Bitcoin isn’t a flawless international payment system. Numerous countries have banned Bitcoin and other forms of cryptocurrency, and exchanging Bitcoins to local currency can take time, at which point volatility can cause an extreme change in value, which can affect the sender and the recipient.
There’s a lot of potential in Bitcoin, but that doesn’t mean you should rush out and invest in the digital currency, though: Wait for some cryptocurrency market stabilization or a practical use to emerge before committing company money that could disappear overnight. It’s also worth seeking advice from a professional financial consultant before investing large amounts of money in bitcoin, or anywhere else for that matter.
How do I get started with Bitcoin?
Bitcoin is confusing, and getting started can be daunting if you don’t know who to trust or where to begin. What do you need? How do you buy bitcoins? Where is it safe to store them?
There are several different options for a Bitcoin setup, and the biggest decision to make is what kind of digital wallet to use to store your coins. Some wallets are hosted online, others are mobile apps, and you can even set up a wallet to be completely local on your machine.
One of the easiest platforms for beginners is Coinbase, where you can buy, sell, and store bitcoin. Coinbase eliminates a lot of the manual setup and hassle from the Bitcoin process.

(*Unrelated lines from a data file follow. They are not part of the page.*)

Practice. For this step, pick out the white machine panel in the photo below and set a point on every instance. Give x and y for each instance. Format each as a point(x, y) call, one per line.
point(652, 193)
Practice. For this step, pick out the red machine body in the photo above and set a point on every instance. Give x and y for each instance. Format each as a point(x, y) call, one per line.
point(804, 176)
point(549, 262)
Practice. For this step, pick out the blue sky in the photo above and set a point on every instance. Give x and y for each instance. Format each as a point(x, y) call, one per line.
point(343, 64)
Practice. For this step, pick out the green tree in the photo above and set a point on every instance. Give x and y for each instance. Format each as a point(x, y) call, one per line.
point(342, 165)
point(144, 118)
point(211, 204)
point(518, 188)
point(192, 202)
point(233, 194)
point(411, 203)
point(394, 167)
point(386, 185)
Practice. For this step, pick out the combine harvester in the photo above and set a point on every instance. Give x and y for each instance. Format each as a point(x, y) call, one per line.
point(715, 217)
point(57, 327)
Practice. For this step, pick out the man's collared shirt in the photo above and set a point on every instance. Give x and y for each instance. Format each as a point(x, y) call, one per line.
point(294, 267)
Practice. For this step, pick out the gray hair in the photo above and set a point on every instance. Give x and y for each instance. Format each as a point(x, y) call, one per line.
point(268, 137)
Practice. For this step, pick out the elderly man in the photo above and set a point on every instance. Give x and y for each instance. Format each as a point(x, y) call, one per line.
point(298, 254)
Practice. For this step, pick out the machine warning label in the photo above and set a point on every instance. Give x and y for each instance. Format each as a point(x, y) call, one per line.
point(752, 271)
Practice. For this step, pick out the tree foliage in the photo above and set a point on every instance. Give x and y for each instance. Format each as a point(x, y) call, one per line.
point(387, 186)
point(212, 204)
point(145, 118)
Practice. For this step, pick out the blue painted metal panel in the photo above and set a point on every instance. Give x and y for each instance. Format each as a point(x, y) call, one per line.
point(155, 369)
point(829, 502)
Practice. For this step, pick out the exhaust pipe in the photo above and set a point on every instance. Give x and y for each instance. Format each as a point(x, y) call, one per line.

Once you’re ready to move on to a more advanced mode of operating, or if you plan to hold on to your bitcoin for a long time without doing any cryptocurrency trading, it’s a good idea to put it into a separate wallet app. There are a variety to choose from, and using one means the bitcoins you have are yours alone—if you leave them online with Coinbase or another hosted wallet, your bitcoin is never in your hands directly. Long-term investors and serious bitcoin users should plan to go this route eventually.